Zunächst ging aber es sanft ansteigend über den Forstweg zur unteren Gostalm. Dort war mir schon gehörig warm, so dass ich mich meiner warmen Fleecejacke entledigte. Dann ging's landschaftlich wunderschön durch lichten Lärchenwald rechts des Bachs hinauf in einen Stopselzieher. Einfach toll. Nun kamen wir zu einem Plateau, nahmen ein paar Schluck warmen Tee zu uns und weiter ging’s ins Kar. Stefan riet uns, schon vorher die Harscheisen anzulegen, die natürlich im flachen Gelände recht bremsten. Aber aus Erfahrung ist es immer gut, sie rechtzeitig und stressfrei anzulegen, als weiter oben im Steilhang.
Nun ging’s zügig, Spitzkehre um Spitzkehre hinauf ins Schartl. Ich blieb bei meinem Plan und lies Jörg und Stefan weiterziehen, drehte auf 2650m um, und fuhr - immer noch mit den Harscheisen an den Skiern- ein wenig ab bis zu einem Punkt, wo ich einen guten Stand hatte.
Dort fellte ich ab und fuhr auf hinab auf ein wunderschön sonniges Plateau, wo ich ausgiebig die Wärme und das Panorama genoß, denn letztes Jahr hatte ich aufgrund der schlechten Sicht rein gar nichts mitbekommen.
Die Jungs querten nach der Scharte weiter auf die Ratschingser Seite der Hohe Kreuzspitze und eroberten den Gipfel. Da ich aber keine gute Skifahrerin bin, ersparte ich mir den Nervenkitzel, insbesondere die hakelige Abfahrt vom Schartl.

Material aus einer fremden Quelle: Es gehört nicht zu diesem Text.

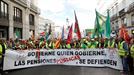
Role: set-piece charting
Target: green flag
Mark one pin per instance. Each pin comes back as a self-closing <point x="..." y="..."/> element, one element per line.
<point x="99" y="25"/>
<point x="108" y="29"/>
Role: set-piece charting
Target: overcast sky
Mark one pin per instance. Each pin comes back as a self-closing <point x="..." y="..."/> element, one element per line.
<point x="59" y="10"/>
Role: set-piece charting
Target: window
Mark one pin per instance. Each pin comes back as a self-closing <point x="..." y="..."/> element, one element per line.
<point x="124" y="21"/>
<point x="17" y="15"/>
<point x="31" y="19"/>
<point x="3" y="9"/>
<point x="132" y="20"/>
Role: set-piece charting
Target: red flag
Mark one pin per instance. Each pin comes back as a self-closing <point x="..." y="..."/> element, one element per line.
<point x="69" y="37"/>
<point x="124" y="34"/>
<point x="57" y="44"/>
<point x="76" y="28"/>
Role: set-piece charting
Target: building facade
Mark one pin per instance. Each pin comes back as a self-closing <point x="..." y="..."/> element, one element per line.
<point x="122" y="13"/>
<point x="18" y="18"/>
<point x="44" y="25"/>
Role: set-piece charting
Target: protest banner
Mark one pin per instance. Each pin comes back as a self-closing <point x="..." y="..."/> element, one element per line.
<point x="89" y="57"/>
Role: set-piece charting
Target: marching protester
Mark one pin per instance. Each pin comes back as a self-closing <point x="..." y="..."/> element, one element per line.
<point x="123" y="53"/>
<point x="3" y="47"/>
<point x="131" y="55"/>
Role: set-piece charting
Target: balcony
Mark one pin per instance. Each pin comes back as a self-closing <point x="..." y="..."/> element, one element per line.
<point x="4" y="19"/>
<point x="34" y="8"/>
<point x="132" y="23"/>
<point x="114" y="17"/>
<point x="122" y="13"/>
<point x="130" y="8"/>
<point x="21" y="2"/>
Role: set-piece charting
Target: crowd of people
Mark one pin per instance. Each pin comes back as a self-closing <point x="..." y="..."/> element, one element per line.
<point x="84" y="43"/>
<point x="125" y="49"/>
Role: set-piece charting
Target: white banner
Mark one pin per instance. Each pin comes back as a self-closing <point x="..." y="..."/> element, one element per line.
<point x="90" y="57"/>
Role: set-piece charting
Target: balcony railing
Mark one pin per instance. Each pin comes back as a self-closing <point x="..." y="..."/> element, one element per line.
<point x="122" y="12"/>
<point x="34" y="8"/>
<point x="4" y="15"/>
<point x="22" y="2"/>
<point x="31" y="23"/>
<point x="132" y="23"/>
<point x="17" y="19"/>
<point x="131" y="7"/>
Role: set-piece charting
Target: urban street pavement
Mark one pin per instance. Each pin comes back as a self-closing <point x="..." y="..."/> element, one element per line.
<point x="64" y="70"/>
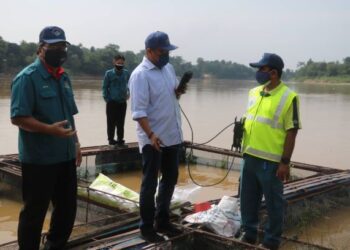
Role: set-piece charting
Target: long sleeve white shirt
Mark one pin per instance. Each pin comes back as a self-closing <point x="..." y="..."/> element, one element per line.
<point x="152" y="92"/>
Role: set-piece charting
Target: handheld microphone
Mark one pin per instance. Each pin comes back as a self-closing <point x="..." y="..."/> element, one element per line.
<point x="187" y="76"/>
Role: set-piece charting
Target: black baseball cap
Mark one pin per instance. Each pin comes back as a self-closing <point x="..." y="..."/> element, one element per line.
<point x="52" y="34"/>
<point x="269" y="59"/>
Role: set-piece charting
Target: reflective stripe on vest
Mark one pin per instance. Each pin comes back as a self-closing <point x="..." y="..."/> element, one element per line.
<point x="263" y="154"/>
<point x="273" y="123"/>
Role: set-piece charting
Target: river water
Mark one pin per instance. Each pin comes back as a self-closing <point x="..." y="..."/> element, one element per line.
<point x="210" y="105"/>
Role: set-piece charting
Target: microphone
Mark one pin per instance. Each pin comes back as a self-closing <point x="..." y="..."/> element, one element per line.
<point x="187" y="76"/>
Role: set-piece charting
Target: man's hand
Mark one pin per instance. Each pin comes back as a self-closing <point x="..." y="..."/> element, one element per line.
<point x="178" y="93"/>
<point x="78" y="155"/>
<point x="58" y="129"/>
<point x="283" y="172"/>
<point x="155" y="141"/>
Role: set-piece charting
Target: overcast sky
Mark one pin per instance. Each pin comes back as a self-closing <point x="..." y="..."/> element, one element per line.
<point x="235" y="30"/>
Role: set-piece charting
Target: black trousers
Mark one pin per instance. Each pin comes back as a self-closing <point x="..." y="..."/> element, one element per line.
<point x="40" y="185"/>
<point x="153" y="161"/>
<point x="115" y="119"/>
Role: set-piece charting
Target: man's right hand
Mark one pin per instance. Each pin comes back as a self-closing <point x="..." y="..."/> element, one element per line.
<point x="60" y="129"/>
<point x="155" y="141"/>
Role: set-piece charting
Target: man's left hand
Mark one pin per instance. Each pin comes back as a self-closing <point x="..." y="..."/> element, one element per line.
<point x="79" y="156"/>
<point x="283" y="172"/>
<point x="178" y="93"/>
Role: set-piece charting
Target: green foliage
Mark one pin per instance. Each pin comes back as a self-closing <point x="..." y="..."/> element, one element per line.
<point x="95" y="61"/>
<point x="323" y="70"/>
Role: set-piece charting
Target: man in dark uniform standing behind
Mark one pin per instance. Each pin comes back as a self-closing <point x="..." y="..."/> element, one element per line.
<point x="115" y="92"/>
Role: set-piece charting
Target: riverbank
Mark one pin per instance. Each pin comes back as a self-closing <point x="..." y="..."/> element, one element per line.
<point x="322" y="79"/>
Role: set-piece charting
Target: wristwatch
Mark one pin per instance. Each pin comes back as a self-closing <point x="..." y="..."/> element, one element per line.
<point x="285" y="160"/>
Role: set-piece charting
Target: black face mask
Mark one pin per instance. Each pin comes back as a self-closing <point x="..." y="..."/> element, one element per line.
<point x="55" y="57"/>
<point x="119" y="67"/>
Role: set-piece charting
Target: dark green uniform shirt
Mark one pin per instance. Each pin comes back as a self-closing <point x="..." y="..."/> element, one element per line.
<point x="36" y="93"/>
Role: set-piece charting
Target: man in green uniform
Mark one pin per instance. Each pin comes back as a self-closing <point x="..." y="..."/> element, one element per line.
<point x="115" y="92"/>
<point x="271" y="125"/>
<point x="42" y="106"/>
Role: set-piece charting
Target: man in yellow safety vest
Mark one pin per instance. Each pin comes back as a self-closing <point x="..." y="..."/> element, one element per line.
<point x="271" y="124"/>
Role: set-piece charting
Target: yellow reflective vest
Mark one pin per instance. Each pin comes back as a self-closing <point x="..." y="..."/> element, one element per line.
<point x="264" y="130"/>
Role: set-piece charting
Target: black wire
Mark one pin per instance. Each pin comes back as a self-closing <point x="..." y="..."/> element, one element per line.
<point x="190" y="156"/>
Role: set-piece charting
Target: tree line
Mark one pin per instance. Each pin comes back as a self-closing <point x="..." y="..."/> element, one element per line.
<point x="312" y="70"/>
<point x="95" y="61"/>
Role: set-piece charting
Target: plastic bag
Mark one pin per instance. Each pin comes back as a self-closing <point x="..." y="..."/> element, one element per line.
<point x="109" y="189"/>
<point x="224" y="218"/>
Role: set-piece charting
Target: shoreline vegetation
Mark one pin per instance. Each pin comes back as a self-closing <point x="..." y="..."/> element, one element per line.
<point x="93" y="62"/>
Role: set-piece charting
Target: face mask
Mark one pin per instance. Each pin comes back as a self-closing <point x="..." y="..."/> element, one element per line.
<point x="163" y="60"/>
<point x="262" y="77"/>
<point x="55" y="57"/>
<point x="119" y="67"/>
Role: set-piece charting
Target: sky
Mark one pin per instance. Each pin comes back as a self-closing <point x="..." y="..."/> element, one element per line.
<point x="235" y="30"/>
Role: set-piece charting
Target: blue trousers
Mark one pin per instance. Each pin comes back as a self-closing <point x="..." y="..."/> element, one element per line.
<point x="153" y="161"/>
<point x="258" y="178"/>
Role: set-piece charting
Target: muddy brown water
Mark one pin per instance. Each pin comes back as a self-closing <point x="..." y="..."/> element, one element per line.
<point x="210" y="105"/>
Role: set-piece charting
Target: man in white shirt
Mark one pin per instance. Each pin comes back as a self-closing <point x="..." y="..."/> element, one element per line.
<point x="154" y="105"/>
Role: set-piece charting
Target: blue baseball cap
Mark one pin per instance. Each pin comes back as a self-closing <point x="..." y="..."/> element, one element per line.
<point x="52" y="34"/>
<point x="160" y="40"/>
<point x="269" y="59"/>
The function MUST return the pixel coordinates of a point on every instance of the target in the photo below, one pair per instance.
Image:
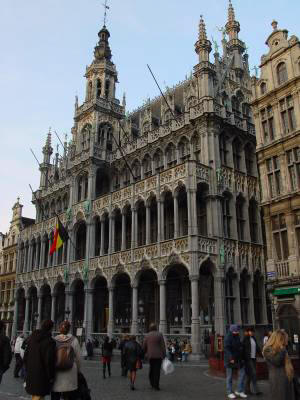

Nach einer ausgiebigen Brotzeit auf dem besagten Plateau traf ich wieder auf Jörg und Stefan und gemeinsamen fuhren wir dann durch den Lärchenwald hinab zur Schneeberger Brücke, dem Ausgangspunkt unserer Tour. Stellenweise hatten wir sogar richtig guten Pulver und ein bisserl Firn. Eine schöne Abschlusstour in einem herrlich einsamen und sehr ursprünglichen Tal zwischen Jaufenpass und Timmelsjoch. Ich fahre bestimmt wieder hin.